Book editor Alicia Clancy has been to Shakespeare in the Park seven times, largely thanks to her fortune with the digital lottery. “I’m a big fan of Shakespeare in the Park, so once I knew it was approaching, I set an email alert to remind myself to apply each morning on the website, and then eventually on the app,” she says. “I think it took many people a few days to realize it had started for the season, because I won multiple times that first week!”
Sure, the show is free, but when has that stopped anyone in New York from using their wallet to get what they want? If none of the above methods work for you and you’re in a pinch (or you just really like to spend money, no judgment here), the options continue.
One increasingly common technique is to pay someone to stand in line at Central Park for you. Service platform TaskRabbit offers line waiting as a “featured task,” with many tasker’s prices beginning at $17.64/hr. If you go this route, allow your tasker at least three hours for a fair shot at scoring tix.
And like with any high demand show, you can always try to scalp tickets at your own risk. Laura Stampler, an author currently living in Greenwich Village, once paid $50 -- a relative bargain compared to some reports -- for a ticket she found on Craigslist.

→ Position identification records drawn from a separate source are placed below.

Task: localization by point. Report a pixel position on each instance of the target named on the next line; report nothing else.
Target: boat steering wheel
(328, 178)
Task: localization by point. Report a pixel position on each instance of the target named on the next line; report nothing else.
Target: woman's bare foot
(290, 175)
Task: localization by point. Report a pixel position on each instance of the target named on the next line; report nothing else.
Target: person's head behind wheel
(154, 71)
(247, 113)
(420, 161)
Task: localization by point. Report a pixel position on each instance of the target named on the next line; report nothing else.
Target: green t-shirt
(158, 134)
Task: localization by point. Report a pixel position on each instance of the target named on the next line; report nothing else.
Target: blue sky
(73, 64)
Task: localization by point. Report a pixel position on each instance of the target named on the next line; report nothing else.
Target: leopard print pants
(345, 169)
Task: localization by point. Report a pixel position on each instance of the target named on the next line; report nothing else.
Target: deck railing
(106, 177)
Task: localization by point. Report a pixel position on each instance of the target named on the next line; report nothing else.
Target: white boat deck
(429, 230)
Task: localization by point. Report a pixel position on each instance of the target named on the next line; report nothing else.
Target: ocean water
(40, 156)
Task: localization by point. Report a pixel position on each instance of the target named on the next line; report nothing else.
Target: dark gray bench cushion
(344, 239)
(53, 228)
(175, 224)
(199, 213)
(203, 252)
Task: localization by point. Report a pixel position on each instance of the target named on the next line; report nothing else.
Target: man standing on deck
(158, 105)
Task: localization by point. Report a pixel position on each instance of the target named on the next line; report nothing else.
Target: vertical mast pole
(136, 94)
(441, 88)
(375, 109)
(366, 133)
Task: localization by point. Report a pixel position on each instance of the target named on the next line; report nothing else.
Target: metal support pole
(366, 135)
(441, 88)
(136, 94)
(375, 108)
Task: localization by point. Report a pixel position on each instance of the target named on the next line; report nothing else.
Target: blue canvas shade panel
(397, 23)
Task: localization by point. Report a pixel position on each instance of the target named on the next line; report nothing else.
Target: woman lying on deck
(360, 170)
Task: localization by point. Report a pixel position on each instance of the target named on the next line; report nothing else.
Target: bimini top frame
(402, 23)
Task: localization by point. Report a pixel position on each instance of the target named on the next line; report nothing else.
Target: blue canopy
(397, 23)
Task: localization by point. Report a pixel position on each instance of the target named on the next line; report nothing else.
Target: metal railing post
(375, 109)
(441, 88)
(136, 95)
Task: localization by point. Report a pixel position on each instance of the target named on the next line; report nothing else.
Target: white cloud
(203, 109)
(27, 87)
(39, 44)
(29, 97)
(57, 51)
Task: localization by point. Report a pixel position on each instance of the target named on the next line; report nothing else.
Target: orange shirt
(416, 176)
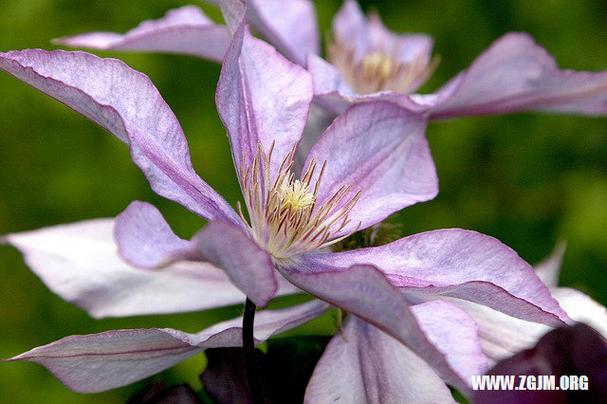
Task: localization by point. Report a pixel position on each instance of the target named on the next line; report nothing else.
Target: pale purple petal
(362, 364)
(515, 74)
(185, 30)
(248, 266)
(454, 333)
(126, 103)
(458, 263)
(501, 335)
(380, 149)
(262, 99)
(145, 239)
(80, 263)
(582, 308)
(333, 93)
(549, 269)
(290, 28)
(327, 79)
(365, 292)
(98, 362)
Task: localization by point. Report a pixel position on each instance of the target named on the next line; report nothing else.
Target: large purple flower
(367, 61)
(349, 181)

“I was a college student, in town for just a couple days, and writing my English honors thesis on Shakespeare. I had to see the show, but didn’t want to spend the little time I had in New York waiting in line for a ticket, and risk not even getting one,” she says. “Hours later, I was meeting a random guy in a Starbucks to buy a ticket to that night’s show. Luckily, it wasn’t a forgery, and he wasn’t a murderer. The show was great,” she says.
Those with the biggest hearts/fattest wallets can also make a casual donation of $500 or more to The Public Theater to score two reserved seats. Donations are one of the ways the show stays free for everyone else, so if you’re in a position to pay, you should.
“I love going to the theater, but it can be prohibitively expensive for a lot of people; Shakespeare in the Park provides the opportunity to everyone in New York to see incredible theater for free,” Hufford says.
“There’s a moment right before the show begins, when the lights dim and they play a recording of Oskar Eustis, the artistic director at The Public Theater, welcoming everyone to the show,” she says. “He always ends with something like, ‘This theater belongs to you. Culture belongs to everyone,’ and it gets me so emotional every single time.”